Julian Hunt British pig farmers have been told to end their “unfair” attacks on the integrity of Danish meat or face a massive counterattack by producers across the North Sea. Anne Birgitte Lundholt, managing director of industry group Danske Slagterier, said her members were becoming increasingly frustrated with the accusations being made about their production standards by farmers in this country. And she warned: “Our patience is not inexhaustible”.
Lundholt would not be drawn on how or when the Danes would retaliate. But she said: “We cannot live with one of our main markets saying our product is inferior. “Of course, we need to tell the market in one way or another why we think our product is a quality product.” However, Lundholt also made it clear that the Danes wanted to sit down with their British counterparts to thrash out their differences.

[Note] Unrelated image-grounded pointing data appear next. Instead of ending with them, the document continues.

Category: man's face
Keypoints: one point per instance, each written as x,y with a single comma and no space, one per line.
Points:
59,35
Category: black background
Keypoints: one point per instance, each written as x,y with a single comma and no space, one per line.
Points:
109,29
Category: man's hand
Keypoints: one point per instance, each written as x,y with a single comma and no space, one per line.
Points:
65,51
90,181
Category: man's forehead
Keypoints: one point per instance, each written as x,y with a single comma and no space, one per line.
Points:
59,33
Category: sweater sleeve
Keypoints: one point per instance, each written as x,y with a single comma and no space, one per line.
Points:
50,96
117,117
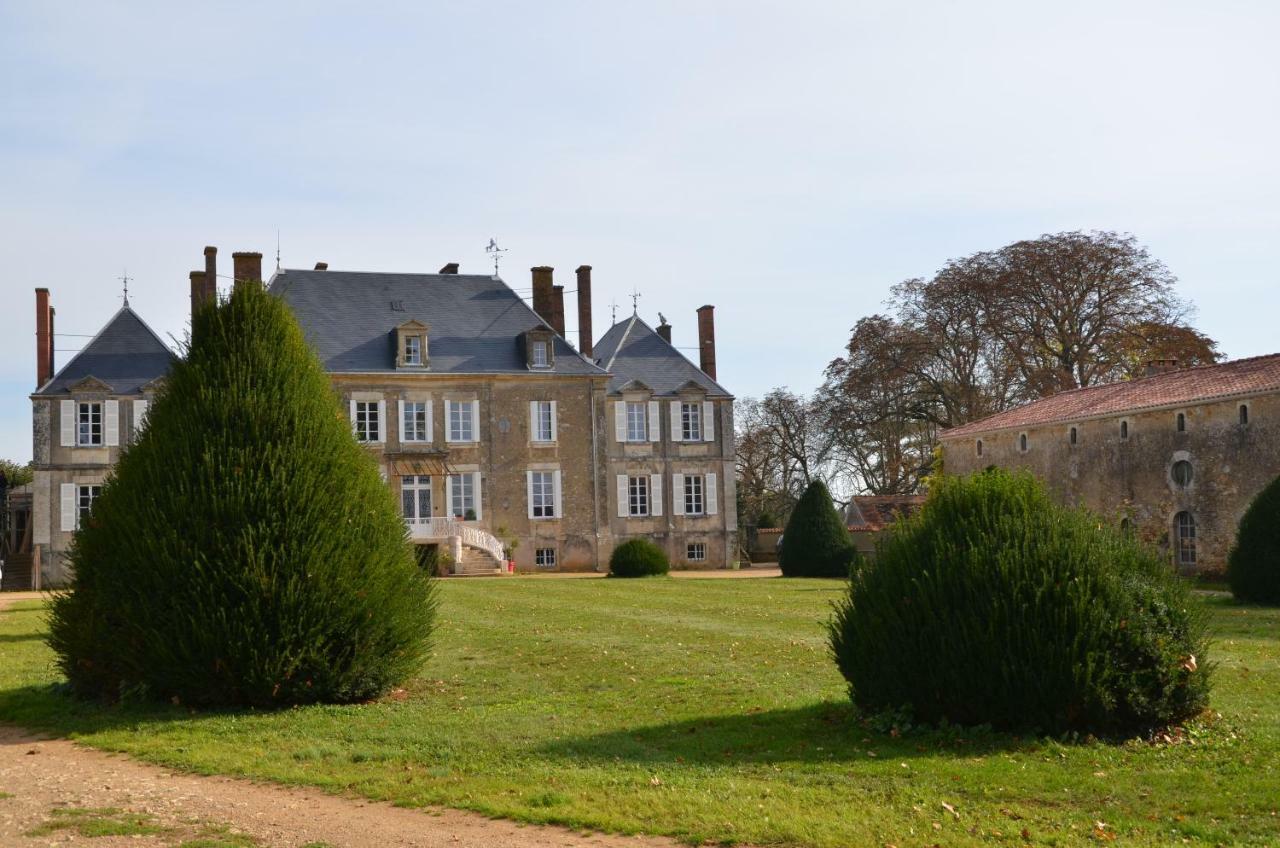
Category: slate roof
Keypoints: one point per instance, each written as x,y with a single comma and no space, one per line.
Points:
126,355
631,351
1170,388
474,319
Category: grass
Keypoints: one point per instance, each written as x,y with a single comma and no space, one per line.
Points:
711,711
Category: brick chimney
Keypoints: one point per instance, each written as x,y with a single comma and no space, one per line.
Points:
584,310
707,340
44,337
544,299
248,267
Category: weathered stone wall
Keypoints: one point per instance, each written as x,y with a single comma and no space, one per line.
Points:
1132,478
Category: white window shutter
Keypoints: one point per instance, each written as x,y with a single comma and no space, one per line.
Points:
112,413
624,504
68,505
67,414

They wanted to end what she called the “acrimonious debate” that had surrounded pigmeat production for the past year. And she “sincerely hopes” that British farmers will accept the Danes’ offer of peace talks. “We believe there is little point in protracting a bitter public debate, which is confusing and irrelevant for most consumers, and indeed may well deter some from buying pigmeat at all,” she told the Oxford Farming Conference.

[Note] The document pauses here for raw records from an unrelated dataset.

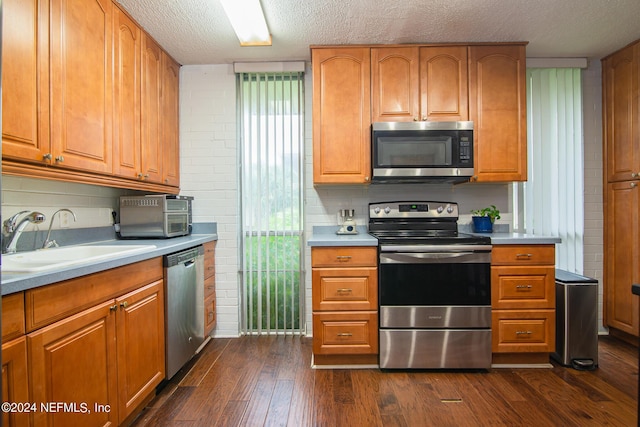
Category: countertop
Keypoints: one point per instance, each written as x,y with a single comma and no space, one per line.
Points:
326,236
17,282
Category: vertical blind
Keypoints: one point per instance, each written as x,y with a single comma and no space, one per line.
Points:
271,117
553,195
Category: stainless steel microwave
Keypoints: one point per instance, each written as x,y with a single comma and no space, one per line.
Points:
422,151
162,215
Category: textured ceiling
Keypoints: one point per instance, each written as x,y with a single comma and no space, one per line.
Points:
198,32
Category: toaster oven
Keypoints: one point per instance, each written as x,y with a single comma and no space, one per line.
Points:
155,216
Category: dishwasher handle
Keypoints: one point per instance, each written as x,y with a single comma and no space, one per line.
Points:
186,257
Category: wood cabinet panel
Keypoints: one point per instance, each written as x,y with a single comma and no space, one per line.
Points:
345,332
444,83
13,316
523,255
341,115
126,96
344,256
15,381
523,287
81,84
47,304
25,98
497,106
345,289
141,346
622,250
74,360
395,83
621,113
523,331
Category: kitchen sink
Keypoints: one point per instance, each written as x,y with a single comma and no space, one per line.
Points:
55,258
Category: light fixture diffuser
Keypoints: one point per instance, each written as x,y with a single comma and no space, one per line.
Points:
247,20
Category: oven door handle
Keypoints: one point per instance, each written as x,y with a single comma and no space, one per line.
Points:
435,248
435,257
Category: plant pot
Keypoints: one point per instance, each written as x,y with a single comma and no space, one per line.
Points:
482,224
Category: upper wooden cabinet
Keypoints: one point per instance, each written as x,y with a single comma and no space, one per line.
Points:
74,97
127,44
621,105
170,121
341,115
419,83
497,106
50,58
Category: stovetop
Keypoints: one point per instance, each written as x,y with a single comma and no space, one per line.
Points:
419,223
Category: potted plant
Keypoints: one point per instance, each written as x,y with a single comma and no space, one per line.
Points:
483,219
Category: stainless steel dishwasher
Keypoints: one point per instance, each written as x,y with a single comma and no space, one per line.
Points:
184,302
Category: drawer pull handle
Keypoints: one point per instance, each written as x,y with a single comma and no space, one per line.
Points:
524,255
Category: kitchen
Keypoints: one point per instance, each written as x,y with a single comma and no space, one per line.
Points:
215,188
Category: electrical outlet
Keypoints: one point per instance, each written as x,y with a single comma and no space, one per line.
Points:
65,219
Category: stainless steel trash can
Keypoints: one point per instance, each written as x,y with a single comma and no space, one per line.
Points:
576,321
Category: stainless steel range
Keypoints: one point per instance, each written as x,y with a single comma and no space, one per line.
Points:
434,288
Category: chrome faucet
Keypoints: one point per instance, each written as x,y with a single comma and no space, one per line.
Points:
49,243
12,229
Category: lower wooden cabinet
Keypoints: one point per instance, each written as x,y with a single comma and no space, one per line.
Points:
15,381
523,303
345,305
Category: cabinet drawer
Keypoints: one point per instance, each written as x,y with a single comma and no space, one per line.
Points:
48,304
12,316
345,332
523,287
518,331
209,259
348,256
209,286
345,289
523,255
210,315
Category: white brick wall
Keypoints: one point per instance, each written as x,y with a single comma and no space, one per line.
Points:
593,204
208,171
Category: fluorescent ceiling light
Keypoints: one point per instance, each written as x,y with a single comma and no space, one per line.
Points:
247,20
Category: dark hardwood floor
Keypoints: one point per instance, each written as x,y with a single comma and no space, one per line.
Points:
268,381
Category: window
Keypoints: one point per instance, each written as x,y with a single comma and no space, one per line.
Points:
551,201
271,113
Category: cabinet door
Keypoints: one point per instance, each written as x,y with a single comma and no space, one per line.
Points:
170,138
74,361
126,96
622,112
341,115
140,338
15,381
81,84
621,254
497,106
25,95
151,111
443,83
395,84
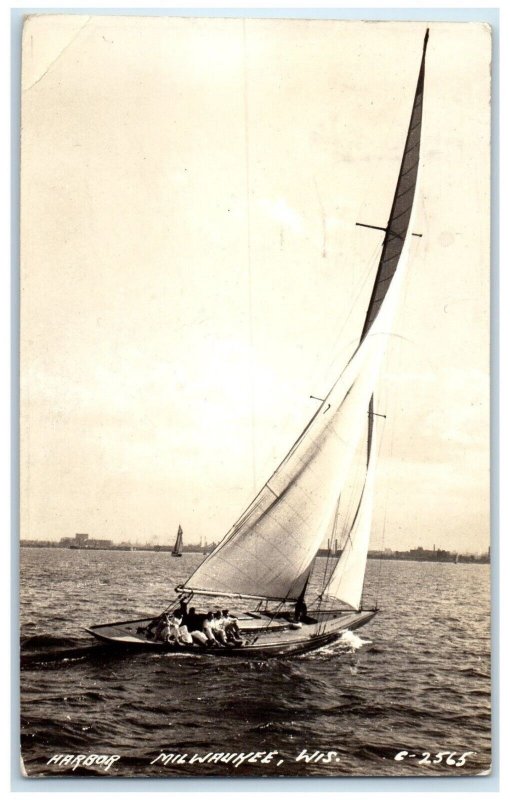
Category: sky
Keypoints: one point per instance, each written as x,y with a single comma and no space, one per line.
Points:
192,270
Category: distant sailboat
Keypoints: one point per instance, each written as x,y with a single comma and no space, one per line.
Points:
269,553
177,551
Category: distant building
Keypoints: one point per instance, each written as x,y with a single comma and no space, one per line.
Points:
82,541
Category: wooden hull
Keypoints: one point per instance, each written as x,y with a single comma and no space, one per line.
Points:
264,635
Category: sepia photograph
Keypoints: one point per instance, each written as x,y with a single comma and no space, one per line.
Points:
254,397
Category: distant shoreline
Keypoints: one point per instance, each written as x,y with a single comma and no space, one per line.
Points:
430,556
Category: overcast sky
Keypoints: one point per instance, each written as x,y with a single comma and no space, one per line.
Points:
192,271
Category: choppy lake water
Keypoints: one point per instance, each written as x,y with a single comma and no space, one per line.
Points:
417,678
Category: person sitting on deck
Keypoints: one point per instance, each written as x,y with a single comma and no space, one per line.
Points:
231,627
218,628
208,630
300,611
194,624
154,624
162,631
183,609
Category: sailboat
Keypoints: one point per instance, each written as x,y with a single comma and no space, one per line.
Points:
269,553
177,551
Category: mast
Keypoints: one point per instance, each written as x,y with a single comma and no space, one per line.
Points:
178,543
400,213
347,580
270,549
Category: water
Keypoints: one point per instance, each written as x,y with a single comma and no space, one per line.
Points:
417,678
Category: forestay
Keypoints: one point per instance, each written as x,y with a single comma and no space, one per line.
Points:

Lundholt said the only way forward was for the entire industry to adopt a “more positive, less adversarial approach” that would boost overall consumption and so help all producers overcome the problems they were now facing. Lundholt received a surprisingly warm reception at the conference. But earlier in the day feelings were running high, and agriculture minister Nick Brown received plenty of flak from British pig farmers. Brown said he sympathised with their plight, but added: “We have to find a way through and that means securing the premium that British products should get in the market. But it’s a marketing led strategy that will get the industry through and not calls for extra cash from taxpayers.”